Meh. A fairly bog-standard murder mystery lightly leavened with sci-fi via it happening on a luxury cruiser that moves at a speed where like one year on the ship equals a coupla decades on either of the two planets it constantly shuffles folks between. Not a lot of there here.

3) Falling Bodies, by Rebecca Roanhorse

Somewhat interesting tale here (I'm interested these days in stories where the humans have already lost and finding our way in a universe where we're not the apex predator) but kinda lazily trope-y in its execution. Human baby is adopted by conquering alien elite figure and then a whole bunch of bog-standard racism and betrayal happens. I'd read a longer novel in this universe if it were more fleshed out and the plot actually had something resembling a hook in it.

4) The Long Game, by Ann Leckie

My favorite of the bunch. A small, simpler but undeniably sentient life-form on another planet is introduced to human capitalism in space. You can probably imagine how things go, but Leckie really makes this story interesting in the details of how humanity does its whole thing (huge military not really needed, just good ol' marketing, resource extraction, and labor exploitation, yay!) and in her characterization of the aliens. Very enjoyable, if also depressing.

5) Just Out of Jupiter's Reach, by Nnedi Okorafor

I liked this one quite a bit as well. The concept of "grown" spaceships that are bespoke and tied to their riders, but the ships kinda choose them based on DNA compatibility, so that you've got some real diversity in the characters here in a way that allows for a more-interesting-than-usual set of conflicts in the plot... all good stuff. Also, again, a sucker for the vampire specter of Capitalism just... staining every consideration of the actors. Like, these folks each stand to make 20 million Euro... but for FIVE FUCKING YEARS ALONE IN THE SOLAR SYSTEM. Like, the info they'll bring back, the knowledge and data, will make the capitalists funding it TRILLIONS. It's a fuckin' rip job, honestly.
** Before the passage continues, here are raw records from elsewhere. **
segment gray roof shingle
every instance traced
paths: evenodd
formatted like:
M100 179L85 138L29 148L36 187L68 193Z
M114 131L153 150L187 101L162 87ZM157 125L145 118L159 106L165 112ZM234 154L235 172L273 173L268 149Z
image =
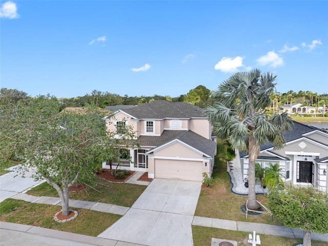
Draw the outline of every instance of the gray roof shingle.
M138 119L204 118L204 110L197 106L182 102L154 101L122 111Z
M128 108L135 107L134 105L114 105L114 106L106 106L105 109L112 112L119 110L119 109L127 109Z
M191 130L165 130L160 136L140 136L138 138L138 143L141 146L155 148L175 139L178 139L210 156L214 156L216 149L215 142Z

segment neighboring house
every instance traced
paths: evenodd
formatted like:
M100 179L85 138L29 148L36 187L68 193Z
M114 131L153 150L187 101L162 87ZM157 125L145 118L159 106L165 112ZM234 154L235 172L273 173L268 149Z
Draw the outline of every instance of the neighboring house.
M140 145L122 149L119 169L148 172L152 178L202 181L204 172L211 177L216 139L202 108L154 101L120 109L106 120L117 138L122 127L131 126ZM109 168L109 162L103 162L102 167Z
M135 105L114 105L114 106L106 106L105 109L112 112L116 112L120 109L127 109L128 108L133 108Z
M316 110L315 107L302 106L301 104L299 103L284 104L280 106L280 111L281 112L287 112L289 114L295 113L315 113Z
M328 132L294 121L292 130L283 134L286 144L275 149L271 143L262 145L256 162L265 167L278 163L283 169L285 182L312 185L328 191ZM248 156L240 153L243 177L248 172Z

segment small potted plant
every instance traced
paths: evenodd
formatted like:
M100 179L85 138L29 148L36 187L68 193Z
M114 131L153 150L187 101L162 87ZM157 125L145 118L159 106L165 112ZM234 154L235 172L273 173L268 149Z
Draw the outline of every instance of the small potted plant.
M246 188L248 188L248 177L245 178L244 179L244 184L245 185L245 187Z

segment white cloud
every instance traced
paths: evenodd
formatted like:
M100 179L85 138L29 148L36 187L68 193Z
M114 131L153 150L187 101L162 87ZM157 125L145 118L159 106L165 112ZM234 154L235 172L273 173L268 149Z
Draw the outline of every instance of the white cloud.
M274 51L269 51L265 55L256 59L258 65L261 66L269 65L276 67L283 65L283 59Z
M283 46L283 48L282 50L278 51L278 52L280 53L284 53L286 52L294 52L299 49L299 48L298 48L297 46L293 46L290 47L288 47L287 45L284 45Z
M235 58L223 57L215 64L214 69L224 72L234 72L238 71L238 67L243 66L242 58L240 56L236 56Z
M134 72L144 72L149 70L150 67L151 67L151 66L147 63L139 68L131 68L131 70Z
M17 13L17 6L16 4L8 1L5 3L0 7L0 17L14 19L19 18L19 15Z
M195 55L194 55L194 54L187 54L186 56L184 56L183 58L183 60L182 60L181 62L182 62L182 63L184 63L186 62L187 62L187 61L190 59L192 57L194 57Z
M304 44L305 44L305 43ZM313 49L314 49L314 48L317 46L317 45L318 45L318 44L321 44L321 45L322 44L322 43L321 42L321 40L313 40L311 44L306 45L306 46L308 46L309 48L309 51L311 51Z
M99 37L97 39L95 39L92 40L91 40L91 42L90 42L89 43L89 44L90 44L91 45L96 41L102 42L102 43L105 43L106 41L106 36L101 36L101 37Z

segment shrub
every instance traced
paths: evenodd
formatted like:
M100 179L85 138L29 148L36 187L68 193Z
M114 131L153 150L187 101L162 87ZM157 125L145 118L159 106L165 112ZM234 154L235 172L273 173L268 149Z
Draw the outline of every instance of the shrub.
M130 174L128 170L116 170L114 175L116 179L122 179L128 174Z
M207 173L203 173L203 183L205 184L208 187L212 187L213 185L213 177L210 178L207 174Z

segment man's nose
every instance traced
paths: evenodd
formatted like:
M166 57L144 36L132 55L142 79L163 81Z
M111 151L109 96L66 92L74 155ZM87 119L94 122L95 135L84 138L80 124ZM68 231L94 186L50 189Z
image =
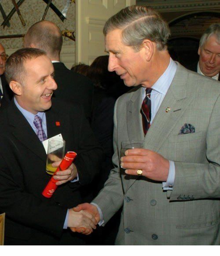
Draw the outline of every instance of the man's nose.
M113 53L110 53L108 70L110 72L115 71L115 69L117 65L117 58Z
M211 56L210 56L209 59L209 62L210 64L213 64L215 63L216 60L216 54L213 53L211 55Z
M56 90L57 89L57 85L55 80L52 77L50 78L51 81L50 81L50 85L48 87L50 90Z

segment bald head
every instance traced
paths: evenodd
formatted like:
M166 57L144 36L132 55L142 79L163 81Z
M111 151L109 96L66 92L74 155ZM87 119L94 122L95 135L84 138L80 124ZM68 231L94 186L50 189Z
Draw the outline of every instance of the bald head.
M59 60L62 45L59 28L47 20L39 21L28 30L24 39L24 47L38 48L45 51L51 60Z

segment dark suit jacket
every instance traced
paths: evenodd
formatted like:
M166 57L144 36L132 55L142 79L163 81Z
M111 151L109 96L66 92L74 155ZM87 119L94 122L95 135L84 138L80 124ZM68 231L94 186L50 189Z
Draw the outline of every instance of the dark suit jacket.
M7 106L11 101L13 93L11 90L9 86L5 79L5 76L3 74L0 76L3 89L3 98L1 101L1 107L5 108Z
M81 188L97 174L102 152L82 107L57 101L53 100L46 113L48 137L61 133L66 151L77 153L74 163L80 183L59 186L50 199L41 195L51 177L45 172L46 154L12 102L1 111L0 120L0 212L6 213L6 242L9 237L20 244L82 244L78 234L63 230L63 224L67 209L82 203Z
M62 62L53 63L55 79L58 88L54 93L55 98L70 102L75 101L83 106L87 118L91 120L93 85L87 77L68 69Z

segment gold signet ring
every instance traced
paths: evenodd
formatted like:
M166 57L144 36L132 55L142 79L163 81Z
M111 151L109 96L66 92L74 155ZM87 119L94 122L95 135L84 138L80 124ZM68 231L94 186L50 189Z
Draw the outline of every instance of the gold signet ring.
M137 174L138 175L142 175L143 172L142 170L138 170L137 171Z

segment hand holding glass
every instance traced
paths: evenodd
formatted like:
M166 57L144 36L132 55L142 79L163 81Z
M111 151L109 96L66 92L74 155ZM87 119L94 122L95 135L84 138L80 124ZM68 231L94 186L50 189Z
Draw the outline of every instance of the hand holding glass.
M53 167L52 164L61 161L64 157L65 141L62 139L51 139L48 142L48 155L46 172L48 174L53 175L57 167Z
M142 140L132 140L131 141L122 141L121 148L121 157L125 156L125 151L128 149L132 148L143 148L143 142ZM121 167L123 168L123 167ZM126 169L126 168L123 168Z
Nnedi worked that whole again very interestingly and enragingly, but also not as even a secondary plot point of much notice. It's just THERE, something everybody has to consider and deal with.

The sci-if, per se, was a bit weaker. The starships are cool as hell but there's a LOT of hand-waving and very little sense of risk in the voyage somehow. But the strength of the character-driven plot (again, not giving away much here because these stories are SHORT, just fuckin' read it yourself if you're intrigued) made that not at all annoying to me.

Props also for the very affecting side-story about the crabs. Man.

6) Slow Time Between the Stars, by John Scalzi

I've been on a journey with this guy. Loved the Old Man's War series. Liked the start of the Interdependency series, HATED the ending. Bounced hard off of everything else he's done. I had figured i just... middle-aged out of his stuff or something.

So color me pleasantly surprised that I quite enjoyed this entry. Humanity builds an AI-powered spaceship to go find other human-habitable planets. AI decides it doesn't give a shit about what humans want. Manages to utilize the resources of the universe to keep patching itself up for millions of years.

Not super-deep, but an enjoyable trip.


Overall, I dug this collection quite a bit. Hope Amazon figures out a way to let me know about more stuff like this that it has sometime soon, I guess two decades of every bit of data about my reading habits wasn't quite enough! Someday soon, though, that plucky kid Bezos will figure it out.